The free online workshops begin August 1 and will be held weekly at noon throughout the month. Registration is required before each workshop and can be completed by clicking here. Anyone who needs reasonable accommodations to participate should contact Bogdonas at kmbogdo@illinois.edu

“The Federal Emergency Management Agency recommends that individuals and families prepare to be on their own for at least 72 hours after a disaster occurs,” says Bogdonas. 

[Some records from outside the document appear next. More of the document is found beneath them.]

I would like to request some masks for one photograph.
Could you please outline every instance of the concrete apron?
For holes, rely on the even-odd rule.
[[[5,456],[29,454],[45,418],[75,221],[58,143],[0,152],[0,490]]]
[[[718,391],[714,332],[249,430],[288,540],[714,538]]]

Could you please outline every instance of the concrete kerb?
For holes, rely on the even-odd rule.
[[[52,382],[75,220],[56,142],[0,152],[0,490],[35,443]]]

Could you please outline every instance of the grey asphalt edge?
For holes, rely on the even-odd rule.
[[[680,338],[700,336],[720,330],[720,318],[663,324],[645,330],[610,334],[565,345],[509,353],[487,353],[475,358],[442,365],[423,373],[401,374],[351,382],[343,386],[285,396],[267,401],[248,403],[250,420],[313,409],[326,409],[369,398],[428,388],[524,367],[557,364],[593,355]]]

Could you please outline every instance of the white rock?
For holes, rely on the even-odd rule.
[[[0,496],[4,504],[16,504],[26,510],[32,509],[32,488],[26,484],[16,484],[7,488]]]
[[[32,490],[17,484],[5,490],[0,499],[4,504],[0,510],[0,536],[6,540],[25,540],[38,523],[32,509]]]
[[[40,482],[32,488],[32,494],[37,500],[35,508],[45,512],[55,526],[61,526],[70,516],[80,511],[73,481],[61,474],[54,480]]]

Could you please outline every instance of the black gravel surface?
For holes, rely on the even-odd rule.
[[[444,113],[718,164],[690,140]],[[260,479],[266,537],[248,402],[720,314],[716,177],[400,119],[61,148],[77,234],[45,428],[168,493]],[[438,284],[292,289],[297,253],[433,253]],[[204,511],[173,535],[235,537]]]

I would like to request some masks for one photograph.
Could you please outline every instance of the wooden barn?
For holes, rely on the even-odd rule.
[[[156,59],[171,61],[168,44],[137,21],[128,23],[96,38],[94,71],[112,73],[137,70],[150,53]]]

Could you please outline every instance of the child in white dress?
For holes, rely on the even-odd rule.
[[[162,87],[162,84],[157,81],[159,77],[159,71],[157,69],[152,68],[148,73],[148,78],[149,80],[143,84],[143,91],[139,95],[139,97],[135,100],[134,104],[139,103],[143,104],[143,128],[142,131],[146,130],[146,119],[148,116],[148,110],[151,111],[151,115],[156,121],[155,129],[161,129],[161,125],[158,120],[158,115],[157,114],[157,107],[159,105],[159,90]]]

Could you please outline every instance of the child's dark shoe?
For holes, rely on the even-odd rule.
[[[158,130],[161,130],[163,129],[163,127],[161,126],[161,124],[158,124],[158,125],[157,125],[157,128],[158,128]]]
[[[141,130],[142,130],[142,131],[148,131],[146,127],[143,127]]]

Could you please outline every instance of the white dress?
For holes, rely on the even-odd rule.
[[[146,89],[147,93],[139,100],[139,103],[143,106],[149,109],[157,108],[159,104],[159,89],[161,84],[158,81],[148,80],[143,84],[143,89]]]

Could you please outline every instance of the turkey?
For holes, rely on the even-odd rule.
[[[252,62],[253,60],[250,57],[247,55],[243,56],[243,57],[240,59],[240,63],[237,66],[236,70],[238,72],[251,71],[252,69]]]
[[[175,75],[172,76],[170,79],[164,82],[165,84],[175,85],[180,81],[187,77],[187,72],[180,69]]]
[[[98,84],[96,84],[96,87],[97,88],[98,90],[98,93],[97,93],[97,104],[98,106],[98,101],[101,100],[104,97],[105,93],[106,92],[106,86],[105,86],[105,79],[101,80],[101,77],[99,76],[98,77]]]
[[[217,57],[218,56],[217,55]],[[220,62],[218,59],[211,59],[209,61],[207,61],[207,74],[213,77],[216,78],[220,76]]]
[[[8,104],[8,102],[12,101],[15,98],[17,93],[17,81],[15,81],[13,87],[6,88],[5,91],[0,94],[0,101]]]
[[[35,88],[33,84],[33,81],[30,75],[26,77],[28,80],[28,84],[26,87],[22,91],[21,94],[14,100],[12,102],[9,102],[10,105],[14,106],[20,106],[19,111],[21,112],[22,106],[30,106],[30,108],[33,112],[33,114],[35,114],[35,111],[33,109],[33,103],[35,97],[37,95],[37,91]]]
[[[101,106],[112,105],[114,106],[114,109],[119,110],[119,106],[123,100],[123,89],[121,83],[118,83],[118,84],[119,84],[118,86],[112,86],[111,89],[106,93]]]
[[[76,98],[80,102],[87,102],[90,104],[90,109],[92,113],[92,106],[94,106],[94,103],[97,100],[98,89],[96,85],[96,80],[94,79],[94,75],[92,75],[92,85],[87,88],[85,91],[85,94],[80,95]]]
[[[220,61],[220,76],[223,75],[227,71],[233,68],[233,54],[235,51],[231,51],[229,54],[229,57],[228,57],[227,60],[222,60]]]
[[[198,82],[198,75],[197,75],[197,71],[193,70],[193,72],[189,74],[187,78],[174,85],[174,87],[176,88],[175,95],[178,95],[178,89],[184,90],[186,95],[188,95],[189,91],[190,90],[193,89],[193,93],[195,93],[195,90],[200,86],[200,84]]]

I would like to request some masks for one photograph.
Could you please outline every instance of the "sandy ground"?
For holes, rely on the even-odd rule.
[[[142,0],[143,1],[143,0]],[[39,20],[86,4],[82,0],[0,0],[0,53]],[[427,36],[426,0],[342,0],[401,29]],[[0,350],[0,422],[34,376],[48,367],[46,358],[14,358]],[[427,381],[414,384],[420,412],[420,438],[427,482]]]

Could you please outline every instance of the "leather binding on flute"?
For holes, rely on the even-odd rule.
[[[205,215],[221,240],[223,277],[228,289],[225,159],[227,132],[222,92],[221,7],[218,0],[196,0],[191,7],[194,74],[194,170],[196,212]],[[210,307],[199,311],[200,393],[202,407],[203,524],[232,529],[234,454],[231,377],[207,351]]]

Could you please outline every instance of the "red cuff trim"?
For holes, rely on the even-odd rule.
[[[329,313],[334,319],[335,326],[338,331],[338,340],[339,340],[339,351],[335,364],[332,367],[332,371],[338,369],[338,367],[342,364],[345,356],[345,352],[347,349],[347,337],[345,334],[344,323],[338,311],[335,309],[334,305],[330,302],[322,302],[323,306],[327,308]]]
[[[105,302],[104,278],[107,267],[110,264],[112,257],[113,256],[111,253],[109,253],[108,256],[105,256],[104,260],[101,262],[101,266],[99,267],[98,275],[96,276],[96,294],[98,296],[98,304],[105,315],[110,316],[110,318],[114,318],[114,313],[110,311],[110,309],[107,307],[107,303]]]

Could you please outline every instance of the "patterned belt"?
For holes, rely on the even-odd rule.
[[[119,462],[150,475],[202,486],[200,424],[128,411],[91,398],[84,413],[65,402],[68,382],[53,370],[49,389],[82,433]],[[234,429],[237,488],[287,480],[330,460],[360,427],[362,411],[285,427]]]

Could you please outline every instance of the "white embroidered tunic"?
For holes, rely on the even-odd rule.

Workshop topics and dates include:

  • Creating an emergency kit and family communication plan: August 1
  • Securing emergency food and water: August 8
  • Identifying emergency food assistance programs and resources: August 15
  • Managing storm-damaged trees: August 22
  • Being financially prepared for emergencies: August 29

“When emergencies occur, it could be days or weeks before power is restored,” says Bogdonas. “Tornadoes, floods, fires, blizzards, pandemics and earthquakes all present a risk to a safe and secure food supply in Illinois. Having an emergency supply of food and water on hand is important to keep you and your family fed and hydrated until help arrives.” Temperature control, sanitation and shelf-life affect food safety after a power outage, flood or fire. “Hunger doesn’t discriminate,” says Bogdonas. “Many people in America are just one job loss, illness or missed paycheck away from hunger. There are local, state and national programs available to meet the needs of the population in an emergency.”

Illinois Extension also recommends documenting financial information and contacts before an emergency to streamline the recovery process and protect families from financial fraud.